Pequeños lujos que harán más cómodo tu viaje

Hay algunos pequeños lujos que pueden marcar la diferencia cuando se viaja. Los llamamos lujos porque son cosas que es cierto que tienen un coste y que no son imprescindibles, pero son a la vez pequeños lujos porque tampoco es un alto coste y suponen un gran cambio.

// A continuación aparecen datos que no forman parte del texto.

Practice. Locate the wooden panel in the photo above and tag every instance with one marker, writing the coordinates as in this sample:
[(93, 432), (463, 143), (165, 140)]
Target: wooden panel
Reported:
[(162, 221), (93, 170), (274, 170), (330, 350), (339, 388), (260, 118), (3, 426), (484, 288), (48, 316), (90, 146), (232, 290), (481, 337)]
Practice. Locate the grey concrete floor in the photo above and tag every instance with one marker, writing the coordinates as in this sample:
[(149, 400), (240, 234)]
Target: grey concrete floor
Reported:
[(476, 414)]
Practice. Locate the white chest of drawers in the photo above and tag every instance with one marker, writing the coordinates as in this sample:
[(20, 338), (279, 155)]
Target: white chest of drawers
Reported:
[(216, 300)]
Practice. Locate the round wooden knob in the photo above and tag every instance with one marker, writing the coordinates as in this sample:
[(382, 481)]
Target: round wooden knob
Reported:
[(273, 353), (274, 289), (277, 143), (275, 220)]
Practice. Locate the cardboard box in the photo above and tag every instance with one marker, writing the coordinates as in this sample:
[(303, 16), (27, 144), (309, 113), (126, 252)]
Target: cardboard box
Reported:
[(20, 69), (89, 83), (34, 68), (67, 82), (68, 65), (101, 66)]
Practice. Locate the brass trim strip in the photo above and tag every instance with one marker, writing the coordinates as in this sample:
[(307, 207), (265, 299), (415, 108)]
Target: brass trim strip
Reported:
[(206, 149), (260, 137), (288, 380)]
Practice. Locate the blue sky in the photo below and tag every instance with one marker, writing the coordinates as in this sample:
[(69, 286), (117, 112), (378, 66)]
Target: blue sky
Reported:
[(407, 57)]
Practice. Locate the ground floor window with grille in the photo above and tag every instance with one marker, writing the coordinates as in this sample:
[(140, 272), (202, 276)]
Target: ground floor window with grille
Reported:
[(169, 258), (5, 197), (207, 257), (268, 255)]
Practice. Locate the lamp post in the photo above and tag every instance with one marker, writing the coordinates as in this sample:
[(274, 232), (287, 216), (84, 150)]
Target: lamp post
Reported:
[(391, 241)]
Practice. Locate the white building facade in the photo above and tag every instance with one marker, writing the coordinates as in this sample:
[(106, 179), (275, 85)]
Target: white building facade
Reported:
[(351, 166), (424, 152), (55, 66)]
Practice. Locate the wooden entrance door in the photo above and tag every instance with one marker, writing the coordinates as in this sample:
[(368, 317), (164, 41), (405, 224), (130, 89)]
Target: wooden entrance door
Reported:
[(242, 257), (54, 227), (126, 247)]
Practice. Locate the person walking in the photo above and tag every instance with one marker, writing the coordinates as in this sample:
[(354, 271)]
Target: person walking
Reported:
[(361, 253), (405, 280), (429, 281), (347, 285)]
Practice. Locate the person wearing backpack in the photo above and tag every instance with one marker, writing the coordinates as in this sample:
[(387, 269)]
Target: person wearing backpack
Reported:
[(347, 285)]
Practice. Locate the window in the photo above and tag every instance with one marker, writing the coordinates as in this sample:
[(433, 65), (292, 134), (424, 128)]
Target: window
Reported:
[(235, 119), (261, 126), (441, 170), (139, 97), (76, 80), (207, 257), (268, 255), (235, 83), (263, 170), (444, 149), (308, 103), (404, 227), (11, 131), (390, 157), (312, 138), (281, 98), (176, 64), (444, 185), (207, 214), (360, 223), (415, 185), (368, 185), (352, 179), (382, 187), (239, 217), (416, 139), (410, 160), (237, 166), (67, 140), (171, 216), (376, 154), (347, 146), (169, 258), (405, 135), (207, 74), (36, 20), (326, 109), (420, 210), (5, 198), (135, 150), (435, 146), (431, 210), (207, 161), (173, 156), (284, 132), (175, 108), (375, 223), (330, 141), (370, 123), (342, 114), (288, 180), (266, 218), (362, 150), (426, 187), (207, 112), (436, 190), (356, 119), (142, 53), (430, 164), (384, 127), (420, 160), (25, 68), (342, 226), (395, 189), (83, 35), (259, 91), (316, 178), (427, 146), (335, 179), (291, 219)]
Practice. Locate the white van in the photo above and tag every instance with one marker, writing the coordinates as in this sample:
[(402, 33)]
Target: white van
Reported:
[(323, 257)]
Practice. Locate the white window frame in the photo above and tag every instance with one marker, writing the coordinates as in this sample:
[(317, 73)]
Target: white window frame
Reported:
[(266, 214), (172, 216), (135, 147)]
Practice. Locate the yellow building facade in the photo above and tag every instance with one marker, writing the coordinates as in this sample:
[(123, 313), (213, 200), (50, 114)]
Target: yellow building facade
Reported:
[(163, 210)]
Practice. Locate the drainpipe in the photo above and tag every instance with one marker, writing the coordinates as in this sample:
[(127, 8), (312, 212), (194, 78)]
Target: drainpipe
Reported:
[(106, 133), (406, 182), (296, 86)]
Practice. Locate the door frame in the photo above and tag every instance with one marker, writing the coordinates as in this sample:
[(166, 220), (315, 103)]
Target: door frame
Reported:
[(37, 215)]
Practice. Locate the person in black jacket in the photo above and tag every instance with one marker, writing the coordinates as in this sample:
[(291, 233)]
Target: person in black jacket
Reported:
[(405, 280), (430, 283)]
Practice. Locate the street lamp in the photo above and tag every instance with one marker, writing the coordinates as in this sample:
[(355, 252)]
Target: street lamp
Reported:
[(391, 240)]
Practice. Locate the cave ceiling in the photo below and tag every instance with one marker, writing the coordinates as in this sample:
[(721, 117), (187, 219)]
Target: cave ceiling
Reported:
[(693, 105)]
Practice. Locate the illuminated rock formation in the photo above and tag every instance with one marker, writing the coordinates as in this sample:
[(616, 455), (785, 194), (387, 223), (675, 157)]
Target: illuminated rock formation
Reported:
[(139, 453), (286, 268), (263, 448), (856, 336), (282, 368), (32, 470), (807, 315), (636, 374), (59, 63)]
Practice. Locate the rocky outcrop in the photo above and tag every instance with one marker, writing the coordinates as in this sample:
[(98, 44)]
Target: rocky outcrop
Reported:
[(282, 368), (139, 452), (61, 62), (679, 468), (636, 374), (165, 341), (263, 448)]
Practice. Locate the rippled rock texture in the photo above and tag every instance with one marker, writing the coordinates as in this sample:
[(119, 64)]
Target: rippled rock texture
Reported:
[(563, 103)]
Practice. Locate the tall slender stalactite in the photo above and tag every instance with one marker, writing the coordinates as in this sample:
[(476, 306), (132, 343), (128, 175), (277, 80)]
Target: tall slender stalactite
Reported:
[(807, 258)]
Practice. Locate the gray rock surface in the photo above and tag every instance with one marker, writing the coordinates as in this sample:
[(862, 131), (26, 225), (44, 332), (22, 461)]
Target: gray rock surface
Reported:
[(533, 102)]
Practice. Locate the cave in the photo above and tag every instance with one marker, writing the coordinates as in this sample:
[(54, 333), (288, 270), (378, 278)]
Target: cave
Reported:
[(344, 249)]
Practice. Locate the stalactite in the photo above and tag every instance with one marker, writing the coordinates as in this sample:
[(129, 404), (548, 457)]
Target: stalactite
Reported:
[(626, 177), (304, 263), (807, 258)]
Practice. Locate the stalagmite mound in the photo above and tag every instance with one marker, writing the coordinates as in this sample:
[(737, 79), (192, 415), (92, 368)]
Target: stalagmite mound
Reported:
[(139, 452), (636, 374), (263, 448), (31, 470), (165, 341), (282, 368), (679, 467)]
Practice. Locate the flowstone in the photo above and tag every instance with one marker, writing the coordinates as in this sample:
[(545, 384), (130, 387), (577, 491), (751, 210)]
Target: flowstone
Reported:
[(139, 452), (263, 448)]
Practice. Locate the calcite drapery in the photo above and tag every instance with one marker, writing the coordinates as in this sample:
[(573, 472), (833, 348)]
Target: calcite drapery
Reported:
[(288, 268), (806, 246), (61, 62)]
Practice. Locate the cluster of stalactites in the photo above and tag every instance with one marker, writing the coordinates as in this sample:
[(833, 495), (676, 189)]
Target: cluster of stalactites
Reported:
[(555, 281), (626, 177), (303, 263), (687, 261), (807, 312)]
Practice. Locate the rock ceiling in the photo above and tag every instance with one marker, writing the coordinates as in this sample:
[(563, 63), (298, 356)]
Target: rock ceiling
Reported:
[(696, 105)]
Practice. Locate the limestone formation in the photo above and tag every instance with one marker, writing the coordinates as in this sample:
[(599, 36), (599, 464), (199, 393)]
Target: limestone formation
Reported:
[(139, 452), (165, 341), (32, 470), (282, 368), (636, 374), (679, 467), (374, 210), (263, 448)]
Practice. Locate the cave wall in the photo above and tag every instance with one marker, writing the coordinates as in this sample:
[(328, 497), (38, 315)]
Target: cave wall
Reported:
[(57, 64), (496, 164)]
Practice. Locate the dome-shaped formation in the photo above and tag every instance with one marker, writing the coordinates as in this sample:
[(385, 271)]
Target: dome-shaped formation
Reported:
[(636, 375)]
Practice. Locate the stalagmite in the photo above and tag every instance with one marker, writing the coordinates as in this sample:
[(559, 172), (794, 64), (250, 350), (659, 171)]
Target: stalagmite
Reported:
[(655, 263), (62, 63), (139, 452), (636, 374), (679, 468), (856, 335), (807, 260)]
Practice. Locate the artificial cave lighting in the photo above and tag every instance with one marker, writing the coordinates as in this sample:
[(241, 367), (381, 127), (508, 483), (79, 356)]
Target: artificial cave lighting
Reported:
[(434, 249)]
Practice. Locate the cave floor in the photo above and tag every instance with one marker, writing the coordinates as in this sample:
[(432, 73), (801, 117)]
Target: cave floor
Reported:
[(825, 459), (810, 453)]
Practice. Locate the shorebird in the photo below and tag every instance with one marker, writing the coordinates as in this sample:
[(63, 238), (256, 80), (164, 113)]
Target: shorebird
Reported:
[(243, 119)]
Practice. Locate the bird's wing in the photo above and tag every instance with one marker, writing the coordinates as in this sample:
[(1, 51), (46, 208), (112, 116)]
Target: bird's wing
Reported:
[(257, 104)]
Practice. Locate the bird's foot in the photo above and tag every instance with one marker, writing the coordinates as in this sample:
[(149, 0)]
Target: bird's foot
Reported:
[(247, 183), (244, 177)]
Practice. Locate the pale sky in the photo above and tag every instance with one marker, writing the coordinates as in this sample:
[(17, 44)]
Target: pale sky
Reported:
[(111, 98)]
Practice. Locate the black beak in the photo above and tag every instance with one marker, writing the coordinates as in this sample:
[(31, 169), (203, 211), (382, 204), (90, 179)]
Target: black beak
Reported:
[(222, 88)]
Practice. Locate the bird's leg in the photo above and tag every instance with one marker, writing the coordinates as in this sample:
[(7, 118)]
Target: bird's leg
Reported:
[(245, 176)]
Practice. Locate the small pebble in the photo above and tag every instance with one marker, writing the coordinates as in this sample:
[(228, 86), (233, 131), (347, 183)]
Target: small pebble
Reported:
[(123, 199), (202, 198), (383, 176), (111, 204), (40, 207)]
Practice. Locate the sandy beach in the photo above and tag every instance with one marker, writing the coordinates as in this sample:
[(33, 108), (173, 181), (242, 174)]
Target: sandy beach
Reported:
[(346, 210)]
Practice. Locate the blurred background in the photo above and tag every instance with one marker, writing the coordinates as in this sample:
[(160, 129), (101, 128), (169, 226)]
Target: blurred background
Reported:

Por ejemplo, Reservar Parking Aeropuerto Sondika e ir en nuestro coche al aeropuerto. Si reservamos un parking low cost será un pequeño lujo ya que el coste no será muy alto pero la comodidad será total. Sin depender de transporte público y horarios ni de taxis que pueden acabar siendo más caros. Y con el placer de bajarte del avión y saber que no vas a tener que dar vueltas y vueltas para coger un autobús, un tren o un taxi (incluso uno de cada) para poder llegar a tu casa y descansar tras unos días de relax que, con frecuencia agotan.

Otro pequeño lujo es pagar un plus, pero escoger el asiento de avión que más te gusta. Por ejemplo, el que está junto a las puertas de emergencia y te permite estirar las piernas. O sentarte junto a tu pareja para poder charlar durante el viaje. Estos pequeños pluses pueden resultar molestos porque incrementan un poco el precio del billete. Pero cuando se va a realizar un vuelo largo, tener al lado a la persona con la que viajas, tener el asiento de pasillo o ese en el que puedes estirar las piernas va a ser algo que agradecerás y, sin duda, sentirás que merece la pena.

Reservar habitación y desayuno. Sí, es cierto que los desayunos de buffet son caros, pero son un gusto que casi todo el mundo está de acuerdo que sabe a vacaciones. Eso de poner darte un capricho desayunando en condiciones es algo que solo haces cuando tienes tiempo y si además puedes combinar frutas frescas, postres caseros, e incluso caprichos como huevos revueltos y bacon… pues mejor que mejor. Al menos un día de las vacaciones, paga el buffet del desayuno porque es un pequeño capricho que merece la pena. Además, si desayunas tarde ya prácticamente te servirá de comida temprana.

Y si hay spa… entonces ya el lujo es total. Ahí ya no va a ser necesario convencerte porque la mayor parte de la gente que va a un hotel con spa va, precisamente, porque hay spa.